Lot of tombstones are come up with performance problems and server heap.

  • Cassandra abort the query, if the scanned tombstone count is exceed tombstone_failure_threshold value by a query.

15) Compaction

SSTables are immutable. Mutations , adding new data, updating data, deleting data are inserted into memtable. Always adding new record to the memtable when doing above mentioned operations. After that memtable is periodically flushed to the different SSTables.

When we consider update operation in Cassandra, there may be old value and new value in different SSTables or same SSTable. In that case Cassandra is using timestamps to figure out which is the most recent value. In here Cassandra is using lots of disk space. In this case, we are trying to read some data from the Cassandra, query might need to read from several SSTables to get a result. So read operation may be slow. That is why Cassandra needs a operation called compaction.

Compaction is doing read all the existing SSTables and merge all the rows with most recent information into the one SSTable. Basic idea of compaction is created new SSTable instead of existing SSTables.

As we discussed earlier, SSTables are immutable. If Cassandra need to update an existing row, it will add another new row in same SSTable or different SSTable.

When doing compaction, all the tombstones are permanently removed.

There are several compaction strategies.

  1. Size Tiered Compaction Strategy- default one

16) Bloom Filter

Bloom filter is a data structure. It is used to test whether an element is a member of a set. False positive matches are possible and false negative are not. This is extremely very fast.
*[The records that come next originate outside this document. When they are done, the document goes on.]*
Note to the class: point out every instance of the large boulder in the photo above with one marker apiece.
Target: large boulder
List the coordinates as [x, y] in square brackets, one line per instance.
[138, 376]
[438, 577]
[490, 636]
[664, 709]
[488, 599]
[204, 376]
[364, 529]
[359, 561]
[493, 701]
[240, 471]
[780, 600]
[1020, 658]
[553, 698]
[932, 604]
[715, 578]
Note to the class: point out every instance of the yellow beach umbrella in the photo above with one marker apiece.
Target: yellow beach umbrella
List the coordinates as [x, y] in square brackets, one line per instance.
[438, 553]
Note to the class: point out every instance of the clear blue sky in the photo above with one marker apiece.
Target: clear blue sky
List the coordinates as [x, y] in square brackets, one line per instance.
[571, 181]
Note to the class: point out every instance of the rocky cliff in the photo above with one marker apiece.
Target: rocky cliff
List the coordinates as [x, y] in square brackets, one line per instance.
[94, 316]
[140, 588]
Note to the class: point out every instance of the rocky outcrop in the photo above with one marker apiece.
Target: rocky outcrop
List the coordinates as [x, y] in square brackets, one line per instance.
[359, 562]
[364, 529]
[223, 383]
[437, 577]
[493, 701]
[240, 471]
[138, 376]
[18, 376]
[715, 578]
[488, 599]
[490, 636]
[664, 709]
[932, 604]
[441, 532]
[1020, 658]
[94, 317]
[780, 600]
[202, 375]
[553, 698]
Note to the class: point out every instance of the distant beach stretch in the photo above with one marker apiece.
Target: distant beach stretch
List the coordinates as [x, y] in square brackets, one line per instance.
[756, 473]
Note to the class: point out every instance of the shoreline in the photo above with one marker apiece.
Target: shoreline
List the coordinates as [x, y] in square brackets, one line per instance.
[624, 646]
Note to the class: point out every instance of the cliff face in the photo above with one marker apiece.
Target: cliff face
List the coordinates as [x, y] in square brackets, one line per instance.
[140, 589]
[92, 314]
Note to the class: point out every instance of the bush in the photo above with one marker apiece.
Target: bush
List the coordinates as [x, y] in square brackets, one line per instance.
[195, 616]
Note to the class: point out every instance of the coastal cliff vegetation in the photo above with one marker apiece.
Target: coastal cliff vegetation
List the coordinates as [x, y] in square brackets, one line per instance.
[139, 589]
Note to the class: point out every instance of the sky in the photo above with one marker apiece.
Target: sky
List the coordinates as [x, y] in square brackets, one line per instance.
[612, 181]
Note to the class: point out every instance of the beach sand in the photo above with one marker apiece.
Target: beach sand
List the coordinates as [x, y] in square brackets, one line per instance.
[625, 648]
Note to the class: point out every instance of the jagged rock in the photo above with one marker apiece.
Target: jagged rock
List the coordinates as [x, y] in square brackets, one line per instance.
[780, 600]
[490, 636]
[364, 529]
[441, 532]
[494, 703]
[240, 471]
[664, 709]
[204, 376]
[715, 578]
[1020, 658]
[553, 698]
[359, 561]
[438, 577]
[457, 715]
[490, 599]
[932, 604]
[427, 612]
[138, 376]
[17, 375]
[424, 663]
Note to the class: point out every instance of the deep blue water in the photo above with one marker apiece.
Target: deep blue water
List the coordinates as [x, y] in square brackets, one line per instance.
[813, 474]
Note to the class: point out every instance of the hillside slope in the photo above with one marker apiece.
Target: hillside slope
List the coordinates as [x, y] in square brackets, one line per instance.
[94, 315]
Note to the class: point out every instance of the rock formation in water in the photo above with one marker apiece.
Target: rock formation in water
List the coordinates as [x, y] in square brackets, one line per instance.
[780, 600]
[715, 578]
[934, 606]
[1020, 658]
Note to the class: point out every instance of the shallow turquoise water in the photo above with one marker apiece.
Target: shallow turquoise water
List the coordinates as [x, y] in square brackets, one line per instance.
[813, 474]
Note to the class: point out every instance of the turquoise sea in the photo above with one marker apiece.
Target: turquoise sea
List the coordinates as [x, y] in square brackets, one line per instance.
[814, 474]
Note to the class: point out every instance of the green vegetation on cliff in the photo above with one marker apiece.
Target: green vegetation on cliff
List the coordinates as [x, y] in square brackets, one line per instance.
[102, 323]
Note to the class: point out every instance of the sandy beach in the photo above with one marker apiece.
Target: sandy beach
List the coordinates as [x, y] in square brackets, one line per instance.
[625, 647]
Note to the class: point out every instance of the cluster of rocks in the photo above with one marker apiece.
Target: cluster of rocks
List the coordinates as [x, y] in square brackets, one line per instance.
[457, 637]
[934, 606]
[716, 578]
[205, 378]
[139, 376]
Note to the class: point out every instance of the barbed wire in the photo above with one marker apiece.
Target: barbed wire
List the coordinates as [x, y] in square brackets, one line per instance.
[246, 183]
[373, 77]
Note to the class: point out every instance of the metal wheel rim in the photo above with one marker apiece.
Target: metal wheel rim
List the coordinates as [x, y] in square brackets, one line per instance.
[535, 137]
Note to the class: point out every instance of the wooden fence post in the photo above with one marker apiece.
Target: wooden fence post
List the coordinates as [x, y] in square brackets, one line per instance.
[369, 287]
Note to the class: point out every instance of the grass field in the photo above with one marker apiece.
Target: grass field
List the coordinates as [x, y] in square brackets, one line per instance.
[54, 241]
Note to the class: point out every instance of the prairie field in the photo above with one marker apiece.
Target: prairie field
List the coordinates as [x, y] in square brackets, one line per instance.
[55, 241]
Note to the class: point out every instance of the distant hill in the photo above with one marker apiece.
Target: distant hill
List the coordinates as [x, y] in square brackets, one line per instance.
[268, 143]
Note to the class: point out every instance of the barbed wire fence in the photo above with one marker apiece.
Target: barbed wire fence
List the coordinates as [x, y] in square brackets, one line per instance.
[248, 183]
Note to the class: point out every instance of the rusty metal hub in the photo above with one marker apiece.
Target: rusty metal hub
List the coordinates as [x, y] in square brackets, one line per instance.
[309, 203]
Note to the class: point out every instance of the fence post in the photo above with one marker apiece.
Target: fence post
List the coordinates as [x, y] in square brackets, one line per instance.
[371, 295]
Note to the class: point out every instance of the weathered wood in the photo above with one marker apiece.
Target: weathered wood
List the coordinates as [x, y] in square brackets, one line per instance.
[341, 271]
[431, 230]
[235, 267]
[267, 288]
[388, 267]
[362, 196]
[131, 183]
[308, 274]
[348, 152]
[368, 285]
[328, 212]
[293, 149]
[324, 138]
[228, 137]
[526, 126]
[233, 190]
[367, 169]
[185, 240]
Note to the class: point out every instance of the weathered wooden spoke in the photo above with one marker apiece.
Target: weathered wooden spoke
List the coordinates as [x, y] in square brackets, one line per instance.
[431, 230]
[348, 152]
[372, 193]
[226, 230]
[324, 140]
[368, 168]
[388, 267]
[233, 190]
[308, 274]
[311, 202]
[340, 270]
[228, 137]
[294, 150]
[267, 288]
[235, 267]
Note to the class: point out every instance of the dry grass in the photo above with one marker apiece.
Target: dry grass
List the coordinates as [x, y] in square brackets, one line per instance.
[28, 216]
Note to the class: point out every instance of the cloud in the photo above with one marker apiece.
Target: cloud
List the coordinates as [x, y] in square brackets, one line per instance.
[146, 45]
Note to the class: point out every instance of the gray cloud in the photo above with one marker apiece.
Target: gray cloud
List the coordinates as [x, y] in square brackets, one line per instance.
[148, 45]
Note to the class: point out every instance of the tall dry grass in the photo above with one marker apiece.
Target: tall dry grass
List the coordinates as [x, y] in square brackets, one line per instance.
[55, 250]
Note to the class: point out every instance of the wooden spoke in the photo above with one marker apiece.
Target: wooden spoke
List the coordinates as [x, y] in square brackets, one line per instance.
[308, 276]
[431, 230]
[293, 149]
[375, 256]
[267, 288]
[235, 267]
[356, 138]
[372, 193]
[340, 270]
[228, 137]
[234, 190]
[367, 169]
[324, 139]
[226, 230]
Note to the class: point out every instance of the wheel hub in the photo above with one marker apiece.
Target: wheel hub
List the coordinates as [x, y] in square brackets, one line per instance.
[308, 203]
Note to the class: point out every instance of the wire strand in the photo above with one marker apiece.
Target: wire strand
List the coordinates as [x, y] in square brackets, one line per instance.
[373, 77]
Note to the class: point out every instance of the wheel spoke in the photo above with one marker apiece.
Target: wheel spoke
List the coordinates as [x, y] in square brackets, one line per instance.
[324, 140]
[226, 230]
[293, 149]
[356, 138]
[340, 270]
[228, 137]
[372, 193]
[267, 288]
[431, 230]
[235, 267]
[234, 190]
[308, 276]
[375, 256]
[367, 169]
Cassandra is using bloom filter to check whether requested partition key is available in any of the SSTables without reading existing data of SSTables. By using blooom filter, we can avoid expensive I/O operations.

There are corresponding bloom filers in memory per each SSTables.

17) Cassandra Consistency

This is concept of CAP theorem. We can configure consistency for a session or per individual read and write operation.

So we can improve consistency level using below strategies.

Write consistency level

  • Any- a write must succeed on any available node.(Highest availability)

quorum nodes = (replication factor/2) + 1

  • Local Quorum- a write must succeed on a quorum of replica nodes in the same data center as the coordinator nodes.

Read consistency level

  • One- reads from the closest node holding the data.